Glacier Spring indicates reliable water even in higher elevations. The moderate water rating reflects this network's distribution, though tundra terrain means water is seasonally variable—abundant during snowmelt, more scattered in late season. Drainages funnel wildlife movement and provide natural travel corridors.
Hunting Strategy
Unit 25A hosts diverse subarctic game: caribou, moose, Dall sheep, mountain goats, brown bears, and wolves occupy different elevations and seasonal ranges. Caribou migrate through tundra and higher ridges—hunt elevated plateaus and passes during migration windows. Moose concentrate in willow drainages and river bottoms; the Chandalar system and tributary valleys hold resident populations.

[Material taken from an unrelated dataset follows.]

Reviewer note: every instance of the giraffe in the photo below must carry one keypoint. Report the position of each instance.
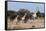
(23, 18)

Dall sheep prefer exposed ridges and higher terrain; the Davidson Mountains and surrounding ridgelines are primary habitat. Mountain goat habitat aligns with steeper terrain and cliffs, though sparse relative to more southern ranges. Brown bears hunt salmon drainages in season and use tundra slopes year-round.
Success requires understanding seasonal movement, terrain navigation, and self-rescue. Plan hunts around water access and weather windows.